IIS 7 and Above
Why does IIS7 automatically register some of Asp.Net’s Http modules a...
Re: Why does IIS7 automatically register some of Asp.Net’s Http modul...
May 17, 2009 11:34 PM|lextm|LINK
A) From root web.config
<add name="FormsAuthentication" type="System.Web.Security.FormsAuthenticationModule"/>
Note that in this file, Forms authentication is configured as a HTTP module.
<location path="" overrideMode="Allow">
<add name="FormsAuthentication" type="System.Web.Security.FormsAuthenticationModule" preCondition="managedHandler" />
As IIS 7 use system.webServer\modules to register modules, and only modules registered in this tag is loaded into integrated pipeline, my personal guess is that forms authentication registered in root web.config is simply ignored by integrated pipeline.
That's how the conflicts are avoided.
Only if you use classic pipeline I think settings in root web.config system.web\httpModules will be read (but note that it is read by the separate pipeline hosted by aspnet_isapi.dll, not the integrated pipeline itself).
B) Yes, "tolerate" is a good term and I couldn't find a better myself.
C) No, I don't think so.

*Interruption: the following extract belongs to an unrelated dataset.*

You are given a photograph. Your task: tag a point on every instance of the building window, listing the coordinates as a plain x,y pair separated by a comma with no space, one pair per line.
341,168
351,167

If you are running in classic pipeline, then aspnet_isapi.dll will be loaded and a separate ASP.NET pipeline will be created which is exactly the same as IIS 6. Then it is this extra pipeline who loads another instance of FormsAuthenticationModule
Please review IIS 6 documentation about the classic pipeline mode, and from a comparison you can gain more insight on both the pipeline modes.
Q3) Yes, that's a typo. And you already got me right.